Ночь. Рассвет. Несчастный случай | страница 45



Бедняга Акива Драмер: если бы он продолжал верить в Бога, если бы он мог усмотреть в этой Голгофе испытание, посланное Богом, его бы не забрали при селекции. Но как только он почувствовал, что его вера дает трещины, он потерял волю к борьбе и стал погибать.

Когда началась селекция, он уже был заклеймен, он сам подставлял свою шею палачу. Единственно, о чем он нас попросил: «Через три дня меня уже здесь не будет… Прочитайте по мне Кадиш».

Мы обещали ему. Через три дня, когда мы увидим, как дым поднимается из трубы, мы будем думать о нем. Десятеро из нас соберутся вместе и проведут специальную службу. Все его друзья прочитают Кадиш.

Тогда он твердым шагом, не оборачиваясь, пошел к больнице. Там его ждала санитарная машина, чтобы отвезти в Биркенау.

Это были кошмарные дни. Мы получали больше ударов, чем еды, нас изнуряли работой. И через три дня после того, как он ушел, мы забыли прочитать Кадиш.


Настала зима. Дни стали короткими, а ночи просто невыносимыми. В рассветные часы ледяной ветер хлестал нас, как кнут. Нам выдали зимнюю одежду — чуть более плотные полосатые рубахи. Ветераны получили новый повод для насмешек: «Вот теперь вы понюхаете лагерной жизни!»

На работу, мы, как правило, уходили промерзшие. Камни были такие холодные, что, казалось, наши руки прилипну- к ним, если до них дотронутся. Но ко всему привыкаешь.

На рождество и Новый год мы не работали. Нам выдали суп несколько погуще.

К середине января у меня от холода начала пухнуть правая ступня. Я не мог ступить на нее. Пошел к врачу. Врач, знаменитый еврейский доктор, такой же узник, как и мы, высказался категорично: необходима операция! Если промедлить — придется ампутировать пальцы, а то и всю ступню.

Это явилось последней каплей. Но у меня не было выбора. Врач решился на операцию, и вопрос не подлежал обсуждению. Я даже радовался, что это он принял решение.

Меня уложили в постель с белыми простынями. Я позабыл, что люди спят на простынях.

В больнице жилось совсем не плохо. Нам давали хороший хлеб и суп погуще. Нет колокола. Нет переклички, нет работы.

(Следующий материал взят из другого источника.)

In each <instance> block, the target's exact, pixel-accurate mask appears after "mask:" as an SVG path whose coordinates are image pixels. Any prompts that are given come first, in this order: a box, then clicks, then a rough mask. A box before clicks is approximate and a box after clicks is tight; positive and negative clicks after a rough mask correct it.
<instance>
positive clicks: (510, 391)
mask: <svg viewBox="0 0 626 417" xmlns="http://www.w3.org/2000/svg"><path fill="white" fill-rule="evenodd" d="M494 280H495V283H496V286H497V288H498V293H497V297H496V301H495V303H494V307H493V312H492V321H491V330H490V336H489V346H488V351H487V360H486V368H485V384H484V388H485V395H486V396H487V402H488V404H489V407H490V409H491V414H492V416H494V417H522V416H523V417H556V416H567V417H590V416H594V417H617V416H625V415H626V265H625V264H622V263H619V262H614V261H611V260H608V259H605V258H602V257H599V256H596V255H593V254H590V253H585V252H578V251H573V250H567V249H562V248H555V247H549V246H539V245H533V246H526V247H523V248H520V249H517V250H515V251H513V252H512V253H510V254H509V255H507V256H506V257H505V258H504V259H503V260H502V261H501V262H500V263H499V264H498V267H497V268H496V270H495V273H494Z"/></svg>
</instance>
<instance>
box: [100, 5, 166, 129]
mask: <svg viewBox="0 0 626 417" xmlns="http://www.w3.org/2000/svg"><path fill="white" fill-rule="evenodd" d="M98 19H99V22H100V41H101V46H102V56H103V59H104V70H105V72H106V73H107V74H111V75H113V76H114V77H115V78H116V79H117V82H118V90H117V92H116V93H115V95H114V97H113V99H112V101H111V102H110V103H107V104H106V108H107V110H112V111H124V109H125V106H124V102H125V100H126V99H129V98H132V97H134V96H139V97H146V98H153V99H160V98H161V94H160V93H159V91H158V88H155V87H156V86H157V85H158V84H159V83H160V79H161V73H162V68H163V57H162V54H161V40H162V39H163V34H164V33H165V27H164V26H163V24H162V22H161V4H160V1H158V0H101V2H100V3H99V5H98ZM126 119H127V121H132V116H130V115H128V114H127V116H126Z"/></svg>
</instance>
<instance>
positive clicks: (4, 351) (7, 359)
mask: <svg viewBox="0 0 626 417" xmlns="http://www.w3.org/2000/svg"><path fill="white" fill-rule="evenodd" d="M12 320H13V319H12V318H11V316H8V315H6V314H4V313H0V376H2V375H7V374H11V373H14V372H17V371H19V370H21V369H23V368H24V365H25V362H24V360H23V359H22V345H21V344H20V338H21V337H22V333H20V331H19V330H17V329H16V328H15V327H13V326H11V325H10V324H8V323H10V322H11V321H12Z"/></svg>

Время от времени мне удавалось передавать кусок хлеба отцу.

Рядом со мной лежал еврей из Венгрии, изнуренный дизентерией — кожа да кости, мертвые глаза. До меня доносился только его голос, единственный признак того, что он еще жив. Откуда у него брались силы говорить?

«Погоди радоваться, дружок. Здесь тоже бывают селекции, чаще, чем снаружи. Германии не нужны больные евреи, я Германии не нужен. Когда придет следующий транспорт — у тебя будет новый сосед. Так что послушайся моего совета — выбирайся из больницы до очередной селекции!»